The tale of Herb and Dorothy Vogel is as close as you can get to a romantic art story. Dorothy was a librarian at the Brooklyn public library and Herb a postal clerk. Dorothy has a Masters degree in Library Science and both attended art school and were painters. Giving up their artistic careers, they lived in a one bedroom rent controlled apartment and Dorothy’s salary covered their living expenses. Instead of going out to dinner and traveling they prowled the museums and galleries and used Herb’s salary to collect art.
Herb and Dorothy were not into the Old Master world but rather they collected Conceptual and Minimalist art which was not expensive at the time. They rarely bought one work by an artist but would buy several all at once. The professionals, dealers and curators alike, marveled at their “eye” which was at the cutting edge.
They are a prime example to hold up to people who say they cannot afford to collect. As a dealer I had similar clients. I remember one couple that were school teachers who would buy something and pay us over many months but we loved these collectors. They were passionate and we never had to chase them like we did with some of our wealthier clients. The day, or day before, a payment was due we always received it.
Herb & Dorothy amassed an incredibly prescient collection of close to 5 thousand images. They collected so much material that they had nowhere to put it all in their small apartment. Works of art were on the ceiling (which I have seen done to great effect), in the closets and under the bed. In fact the artist, Chuck Close, says that their bed seemed to get higher and higher!
If you would like to know more, I was actually on the board of the company, MUSE Film & Television, that made the documentary called “Herb & Dorothy” by the filmmaker Megumi Sasaki. You will find the trailer here.
In 2008, they approached the National Gallery in Washington D.C. regarding a gift. The museum agreed to keep about half the collection and they decided together to give 50 works to each of the 50 States which resulted in the 50X50 Project. The National Gallery in consultation with the Vogels chose which institutions in each state and which works would go to them. In the case of New Mexico they decided to give works for the most part by artists who came from or worked in the state, as well as artists who have exhibited at the New Mexico Museum of Art. The Vogels visited Santa Fe in the 1990’s and the Museum had borrowed some pictures from them for an exhibition at the time. I am sure that is one of the reasons that our museum was chosen and it did not hurt that this is the state capital! Capitals, however, were not always the choice for donations.

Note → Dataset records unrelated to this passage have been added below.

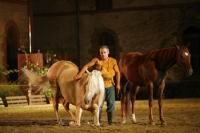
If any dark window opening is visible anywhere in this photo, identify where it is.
[95,0,112,11]
[183,26,200,74]
[98,32,116,57]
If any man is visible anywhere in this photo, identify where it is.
[75,45,120,125]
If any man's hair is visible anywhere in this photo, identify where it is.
[99,45,109,51]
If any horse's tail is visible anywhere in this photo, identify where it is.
[121,81,130,117]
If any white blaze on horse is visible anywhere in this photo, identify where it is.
[24,61,105,126]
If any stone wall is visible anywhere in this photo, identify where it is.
[0,0,28,68]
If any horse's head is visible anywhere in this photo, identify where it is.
[176,45,193,76]
[84,70,105,104]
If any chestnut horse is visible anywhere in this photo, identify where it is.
[119,45,193,125]
[23,61,105,126]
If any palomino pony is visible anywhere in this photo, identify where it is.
[119,45,193,125]
[24,61,105,126]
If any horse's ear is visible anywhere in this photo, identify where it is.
[175,44,180,50]
[185,42,191,48]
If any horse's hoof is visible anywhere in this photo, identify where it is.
[161,121,167,126]
[58,121,64,126]
[132,120,137,124]
[122,120,126,124]
[69,121,78,126]
[149,121,156,126]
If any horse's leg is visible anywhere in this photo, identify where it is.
[51,81,63,125]
[121,94,126,124]
[93,104,100,126]
[63,101,76,121]
[121,82,129,124]
[147,82,155,125]
[158,79,166,125]
[131,86,140,123]
[76,106,83,126]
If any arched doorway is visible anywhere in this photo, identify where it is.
[90,29,120,59]
[183,26,200,74]
[5,21,19,81]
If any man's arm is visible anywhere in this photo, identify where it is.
[114,61,120,93]
[74,58,99,80]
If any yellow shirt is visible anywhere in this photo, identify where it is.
[96,57,117,88]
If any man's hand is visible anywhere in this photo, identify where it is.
[74,74,81,80]
[116,84,120,96]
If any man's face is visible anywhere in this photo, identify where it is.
[99,48,109,60]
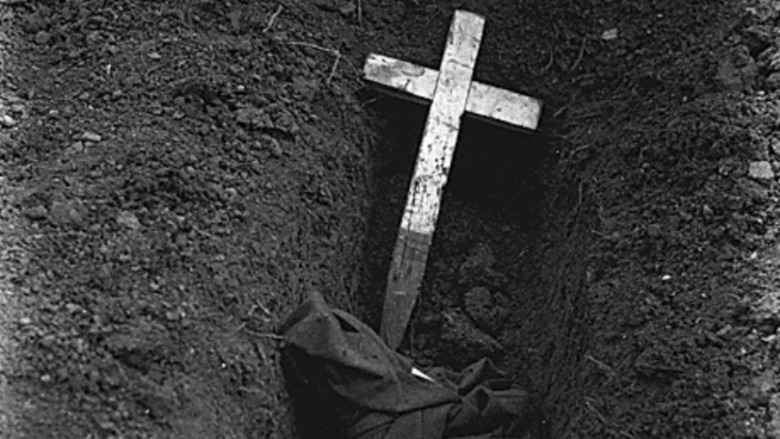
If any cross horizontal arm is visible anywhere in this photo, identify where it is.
[363,54,542,130]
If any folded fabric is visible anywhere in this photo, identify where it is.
[280,293,541,439]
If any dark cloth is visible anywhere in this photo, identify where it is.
[280,294,535,439]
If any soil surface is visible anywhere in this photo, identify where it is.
[0,0,780,439]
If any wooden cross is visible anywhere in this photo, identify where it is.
[363,11,542,349]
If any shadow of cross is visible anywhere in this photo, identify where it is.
[363,11,542,349]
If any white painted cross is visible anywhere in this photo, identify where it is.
[363,11,542,349]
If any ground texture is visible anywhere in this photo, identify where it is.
[0,0,780,439]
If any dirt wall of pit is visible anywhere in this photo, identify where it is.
[2,0,608,439]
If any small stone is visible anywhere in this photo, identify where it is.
[65,303,84,314]
[35,30,51,46]
[65,142,84,156]
[24,206,49,221]
[767,393,780,437]
[748,161,775,180]
[339,2,357,17]
[116,210,141,230]
[81,131,103,143]
[772,139,780,155]
[0,114,16,128]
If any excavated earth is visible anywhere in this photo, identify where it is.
[0,0,780,439]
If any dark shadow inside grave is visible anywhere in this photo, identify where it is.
[360,95,551,376]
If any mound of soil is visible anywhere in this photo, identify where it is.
[0,0,780,438]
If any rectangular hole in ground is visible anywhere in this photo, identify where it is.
[360,94,578,438]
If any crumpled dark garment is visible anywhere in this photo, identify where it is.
[280,293,543,439]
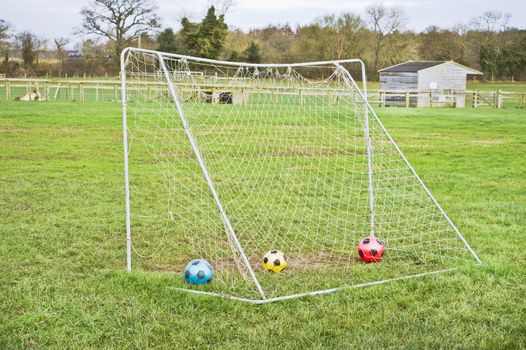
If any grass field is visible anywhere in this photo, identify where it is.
[0,102,526,349]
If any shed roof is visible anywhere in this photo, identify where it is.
[379,61,482,75]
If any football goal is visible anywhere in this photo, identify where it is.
[121,48,480,303]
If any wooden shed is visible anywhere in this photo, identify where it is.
[379,61,482,107]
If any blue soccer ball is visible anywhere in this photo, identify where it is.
[184,259,214,284]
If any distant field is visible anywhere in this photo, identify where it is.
[0,101,526,349]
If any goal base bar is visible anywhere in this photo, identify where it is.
[168,267,459,304]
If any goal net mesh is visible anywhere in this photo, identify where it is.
[123,50,473,299]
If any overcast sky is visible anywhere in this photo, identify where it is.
[0,0,526,46]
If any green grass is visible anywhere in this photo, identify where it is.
[0,102,526,349]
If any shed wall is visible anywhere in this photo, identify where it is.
[418,62,467,107]
[380,72,418,90]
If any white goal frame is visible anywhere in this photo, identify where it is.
[120,47,481,304]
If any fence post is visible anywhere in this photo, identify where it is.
[495,89,502,109]
[44,81,49,101]
[79,83,86,102]
[429,91,433,107]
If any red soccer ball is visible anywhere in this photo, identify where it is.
[358,237,385,262]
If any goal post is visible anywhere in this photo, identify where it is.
[121,48,480,303]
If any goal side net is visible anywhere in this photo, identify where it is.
[121,49,479,301]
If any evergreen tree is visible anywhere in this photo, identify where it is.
[244,41,261,63]
[179,6,228,58]
[157,28,178,53]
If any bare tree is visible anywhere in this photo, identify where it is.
[206,0,235,15]
[471,11,511,32]
[16,31,46,69]
[366,4,406,73]
[0,19,11,62]
[54,38,69,76]
[80,0,159,59]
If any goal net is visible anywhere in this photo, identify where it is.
[121,49,478,302]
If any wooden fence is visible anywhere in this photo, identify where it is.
[0,78,526,108]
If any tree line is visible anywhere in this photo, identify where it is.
[0,0,526,80]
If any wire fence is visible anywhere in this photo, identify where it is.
[0,77,526,108]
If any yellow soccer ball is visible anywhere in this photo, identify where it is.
[263,250,287,272]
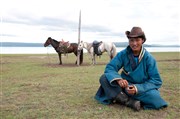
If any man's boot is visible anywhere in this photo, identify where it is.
[115,91,141,111]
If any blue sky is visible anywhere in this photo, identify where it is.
[0,0,180,45]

The Museum actually received 63 works of art from the collection but this included close to 25 Minimalist works by Richard Tuttle which the artist decided represented only 3 works since they came from notebooks. Here is a more colorful one from “Loose-Leaf Notebook Drawings, Box 10, Group 4”, 1980-82 watercolor on loose-leaf notebook paper.
I asked Merry Scully, the curator of the current show of the Vogel gift to New Mexico, what her role was, since the selection had been made for the Museum and they were required under the terms of the agreement to show the collection as a solo exhibition in its entirety in a certain time window after the gift was made in 2009. She explained that she obviously had to review the collection and decide what pieces might need paper conservation and then what needed framing. Her most important job was to fit the material into the space that had been allotted and obviously it had to make some sense. To state the obvious you would not want to see the 25 Tuttles interspersed individually among the other works. They were shown together as designated by the artist. In order to understand it better she put all the works from a single notebook together. Also, a curator is de facto an art historian and there are interesting points that can be made through the Vogels’ collection on issues such as the continuum between abstraction, Conceptualism and Minimalism.
I must say that I went to the exhibition rather pessimistic about what my reaction to this material would be and I was pleasantly surprised. The show held my interest and made me wish to learn more. In the end it is up to the viewer to make up his or her own mind. Not all the work was abstract. A Mark Kostabi, an artist I have liked in the past, did an untitled work on paper from 1988 which captured my imagination. It reminded me of one of those cartoons where the New Yorker asks readers to submit humorous captions. How would you title it?
The picture that I liked best in the exhibition is an over life size image by Neil Jenny entitled, “Herb Thinking” 1999, Xerox collage and graphite on mat board.
Herbert died last year but both members of this passionate couple had the chance to see their dream fulfilled and their legacy live on to educate others.